The plot of land is 84 acres, five acres bigger than the Rollins Ford site. A road proffer offered by incoming Life Time Fitness would build a four lane Wentworth Green Drive providing a convenient access point. Additionally access points are via University Drive, Lime Stone Drive and Wellington Road. If University Drive is ever extended, that could provide more access as well.
Some parents had concerns about the school’s proximity to the concert venue. Their concerns included traffic, noise, overlapping of events, vandalism, safety and the intrusion of party-goers. There were additional concerns about truck traffic from the industrial area.
Beavers assured residents the school division would take any measure necessary for the safety of their students.
“We are going to make this school safe in the same way every other school is safe…We don’t want them our property, and they don’t want us on theirs,” he said, “unless it’s someone famous.”
Brentsville Supervisor Jeanine Lawson explained that they are working very closely with Jiffy Lube Live to make it work for everyone.
“I think its a very compatible site,” said Lawson. “No doubt [Jiffy Lube Live] will work very closely with the county.”
Beavers said they would not schedule home football games during concerts and events.
A resident expressed doubt that the arrangement would work, saying the concert venue would be more interested in its own profits than accommodating the school division.
“[Are you at all concerned that this] could this be the biggest blunder ever?” one man asked.
The on-time opening of the school was another concern for parents.
“We know how important this school is,” said Beavers. “This has been delayed twice already.” He added that they also know how overcrowded the feeder schools are.
Beavers explained appears that the PRICE [Patriot Remodel Increasing Capacity Efficiently] model of the school, which can accommodate 2,557 students, approximately 50 more than the other model, will be built per the schools’ Comprehensive Improvement Plan (CIP.)
Brentsville acting-school board member Shawn Brann said there was no objections at the school board’s markup meeting, Wednesday; the model still needs to be approved by the school board at its April 15 meeting.
The PRICE model is based off the Patriot model, but will add more classrooms on the second floor, and will not have some of the aesthetic flourishes.

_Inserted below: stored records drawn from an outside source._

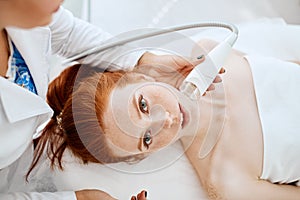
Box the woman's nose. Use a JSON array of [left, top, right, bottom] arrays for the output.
[[151, 112, 178, 130]]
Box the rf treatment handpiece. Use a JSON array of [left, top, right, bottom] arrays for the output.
[[180, 28, 237, 100]]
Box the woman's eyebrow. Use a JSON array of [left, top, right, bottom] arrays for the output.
[[131, 93, 142, 119]]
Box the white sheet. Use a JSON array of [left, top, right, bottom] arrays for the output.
[[34, 19, 300, 200]]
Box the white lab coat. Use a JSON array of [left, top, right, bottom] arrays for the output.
[[0, 8, 140, 200]]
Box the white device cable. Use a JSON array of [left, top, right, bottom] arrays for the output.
[[62, 21, 238, 66]]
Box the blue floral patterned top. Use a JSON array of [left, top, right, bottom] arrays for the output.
[[11, 42, 37, 94]]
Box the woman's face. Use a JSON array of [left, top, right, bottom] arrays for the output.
[[0, 0, 63, 28], [104, 82, 188, 156]]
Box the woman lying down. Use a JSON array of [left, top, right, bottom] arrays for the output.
[[28, 41, 300, 200]]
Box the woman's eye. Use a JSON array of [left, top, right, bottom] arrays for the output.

According to Beavers, it still has many windows and natural light. It does not have “store front” windows as Patriot does, but has many set in windows instead.
The newly proposed location will cost PWCS the same amount per acres as the other location; however, fewer road improvements make it more cost-effective.
Communities from which the school would draw will not be determined until approximately two years before its opening.
A western transportation center/bus depot will be situated directly east of Jiffy Lube Live. Beavers said since buses leave so early, he does not expect bus traffic will be an issue.
The location will need to seek the recommendation of the Planning Commission. Although the Jiffy Lube Live site is the school division’s preferred location, the Rollins Ford location is not completely off the table at this time.
Beavers said the layout of the school’s campus may change from how it is current depicted on the map.